Séminaires Ampère 2015

par Laurent Krähenbühl - publié le , mis à jour le

Liens vers les séminaires de 2021, 2020, 2019, 2018, 2017, 2016, 2015, 2014, 2013, 2012, 2011, 2010

Voir aussi la liste des « Réunions de Travail et d’Echange » du Département MIS.

26/11/2015 : Dr. Innocent Niyonzima (TU Darmstadt)

ECL,Bât. E6 (2ème étage), 14h30

Ce séminaire est proposé en collaboration avec l’Institut Camille Jordan. Il aura lieu en salle de conférence du département de mathématiques, bâtiment E6.

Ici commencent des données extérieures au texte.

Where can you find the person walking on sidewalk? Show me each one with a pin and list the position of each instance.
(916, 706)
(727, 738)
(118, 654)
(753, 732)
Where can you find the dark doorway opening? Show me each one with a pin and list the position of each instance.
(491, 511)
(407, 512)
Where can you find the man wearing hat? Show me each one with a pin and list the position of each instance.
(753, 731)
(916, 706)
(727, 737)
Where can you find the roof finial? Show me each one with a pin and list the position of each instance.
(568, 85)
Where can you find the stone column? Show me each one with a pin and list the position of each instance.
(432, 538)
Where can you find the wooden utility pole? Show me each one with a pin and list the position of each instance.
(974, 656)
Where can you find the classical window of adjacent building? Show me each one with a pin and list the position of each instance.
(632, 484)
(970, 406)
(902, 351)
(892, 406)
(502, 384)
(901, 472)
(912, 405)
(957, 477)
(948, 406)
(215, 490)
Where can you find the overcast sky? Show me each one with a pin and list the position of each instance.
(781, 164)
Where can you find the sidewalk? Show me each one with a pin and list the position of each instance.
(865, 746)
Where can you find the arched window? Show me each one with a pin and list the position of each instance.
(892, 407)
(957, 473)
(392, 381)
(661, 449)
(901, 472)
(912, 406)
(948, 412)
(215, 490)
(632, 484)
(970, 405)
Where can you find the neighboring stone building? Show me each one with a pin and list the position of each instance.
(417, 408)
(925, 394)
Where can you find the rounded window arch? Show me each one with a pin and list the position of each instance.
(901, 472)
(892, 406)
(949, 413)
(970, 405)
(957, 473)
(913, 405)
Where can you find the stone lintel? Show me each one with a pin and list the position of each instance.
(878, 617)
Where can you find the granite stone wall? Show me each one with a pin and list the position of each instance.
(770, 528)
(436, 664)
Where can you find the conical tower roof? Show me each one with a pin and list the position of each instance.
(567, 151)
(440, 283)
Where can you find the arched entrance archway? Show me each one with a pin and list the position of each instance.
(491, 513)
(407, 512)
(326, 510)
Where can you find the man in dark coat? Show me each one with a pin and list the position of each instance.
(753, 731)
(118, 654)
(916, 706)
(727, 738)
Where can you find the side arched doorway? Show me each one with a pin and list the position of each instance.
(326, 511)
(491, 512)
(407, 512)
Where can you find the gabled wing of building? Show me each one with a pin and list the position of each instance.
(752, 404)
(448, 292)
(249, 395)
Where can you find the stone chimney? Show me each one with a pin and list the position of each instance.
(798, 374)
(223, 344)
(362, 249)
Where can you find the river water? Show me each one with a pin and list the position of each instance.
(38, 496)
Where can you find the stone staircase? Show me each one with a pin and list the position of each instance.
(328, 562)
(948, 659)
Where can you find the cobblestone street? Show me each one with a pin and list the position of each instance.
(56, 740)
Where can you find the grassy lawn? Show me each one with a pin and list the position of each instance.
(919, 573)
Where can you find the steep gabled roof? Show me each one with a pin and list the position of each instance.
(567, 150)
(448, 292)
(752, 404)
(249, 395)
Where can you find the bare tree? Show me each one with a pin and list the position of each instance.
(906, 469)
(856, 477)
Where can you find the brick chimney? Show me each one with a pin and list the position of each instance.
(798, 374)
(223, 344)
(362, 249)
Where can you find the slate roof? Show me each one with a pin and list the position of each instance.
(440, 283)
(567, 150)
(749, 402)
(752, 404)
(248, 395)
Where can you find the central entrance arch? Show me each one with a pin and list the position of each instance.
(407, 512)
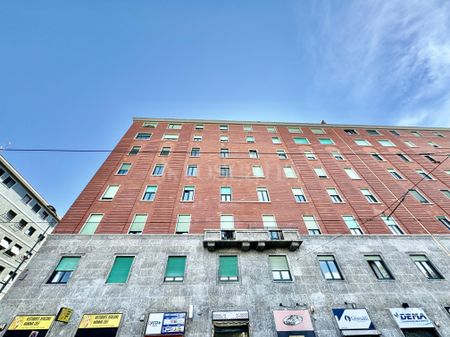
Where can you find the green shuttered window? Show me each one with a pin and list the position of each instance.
(176, 266)
(120, 269)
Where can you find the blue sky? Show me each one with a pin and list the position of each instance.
(74, 73)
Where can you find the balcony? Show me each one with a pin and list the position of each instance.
(246, 239)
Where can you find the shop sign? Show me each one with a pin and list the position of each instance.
(411, 318)
(230, 315)
(166, 323)
(290, 323)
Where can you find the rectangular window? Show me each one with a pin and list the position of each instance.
(228, 269)
(299, 196)
(263, 194)
(369, 196)
(176, 266)
(158, 170)
(426, 267)
(138, 224)
(416, 194)
(188, 193)
(110, 192)
(378, 267)
(150, 193)
(183, 224)
(191, 171)
(64, 270)
(334, 196)
(311, 225)
(280, 268)
(91, 224)
(329, 268)
(352, 225)
(134, 150)
(224, 171)
(289, 172)
(120, 270)
(301, 140)
(225, 194)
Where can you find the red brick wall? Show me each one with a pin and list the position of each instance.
(413, 217)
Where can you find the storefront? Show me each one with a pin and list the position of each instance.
(292, 323)
(354, 322)
(168, 324)
(230, 323)
(30, 326)
(414, 322)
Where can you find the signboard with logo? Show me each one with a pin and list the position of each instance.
(290, 323)
(166, 323)
(411, 318)
(34, 326)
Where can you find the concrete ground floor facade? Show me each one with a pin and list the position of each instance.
(254, 297)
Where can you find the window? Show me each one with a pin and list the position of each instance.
(10, 215)
(426, 267)
(171, 137)
(165, 151)
(276, 140)
(329, 268)
(369, 196)
(124, 168)
(195, 152)
(176, 266)
(188, 193)
(311, 225)
(9, 182)
(110, 192)
(289, 172)
(91, 224)
(225, 194)
(150, 193)
(386, 143)
(416, 194)
(351, 173)
(281, 154)
(224, 171)
(257, 171)
(158, 170)
(352, 225)
(301, 140)
(183, 224)
(378, 267)
(64, 270)
(253, 154)
(191, 171)
(224, 153)
(395, 174)
(392, 225)
(299, 196)
(228, 269)
(444, 220)
(320, 172)
(310, 155)
(362, 142)
(134, 150)
(334, 196)
(326, 141)
(263, 194)
(174, 126)
(424, 175)
(120, 270)
(280, 268)
(138, 224)
(143, 136)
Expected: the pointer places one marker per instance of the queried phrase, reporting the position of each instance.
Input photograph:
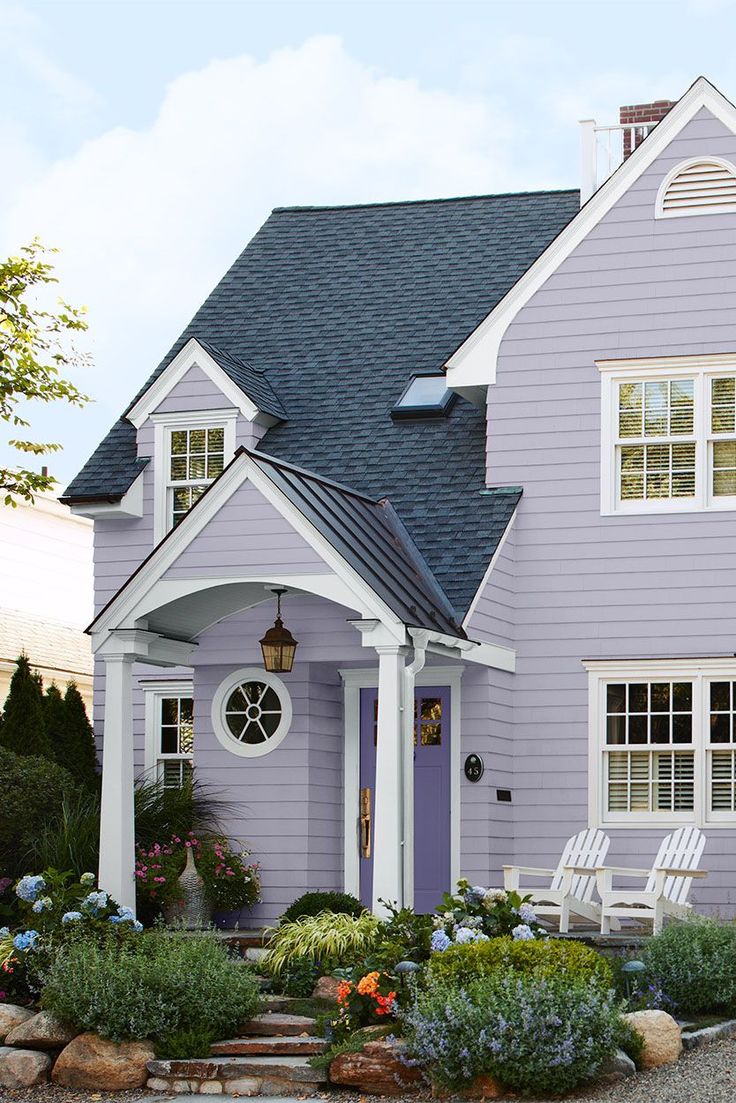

Multiscale modeling and Time Domain Parallelization for Magnetoquasistatic Problems.
Two topics with the potential of reducing the computational cost of
numerical methods for magnetoquasistatic problems are addressed in this
talk: the FE multiscale modeling and the time domain parallelization
FE multiscale modeling is developed for handling magnetoquasistatic problems involving composite materials. The method is inspired by the HMM (heterogeneous multiscale method), which involves the resolution of two types of problems: a macroscale problem that captures slow variations of the overall solution, and many mesoscale problems that allow to determine the constitutive laws at the macroscale and to construct accurate local fields. Macroscale and mesoscale weak formulations are derived from the asymptotic homogenization theories. Scale transitions used for bridging the scales are treated as well. Numerical tests on soft magnetic composites allow to validate the model.
A time domain parallelization method for solving equations that govern eddy currents problems is presented. This method, inspired from the “Parareal” method, relies on the same principle as the domain decomposition method, i.e., the splitting the time interval into N sub-intervals (N being the number of CPUs) and the use of an appropriate fine operator for computing accurate solutions on each CPU and of a coarse operator for approximating accurate initial conditions for each sub-interval. Preliminary results will be presented.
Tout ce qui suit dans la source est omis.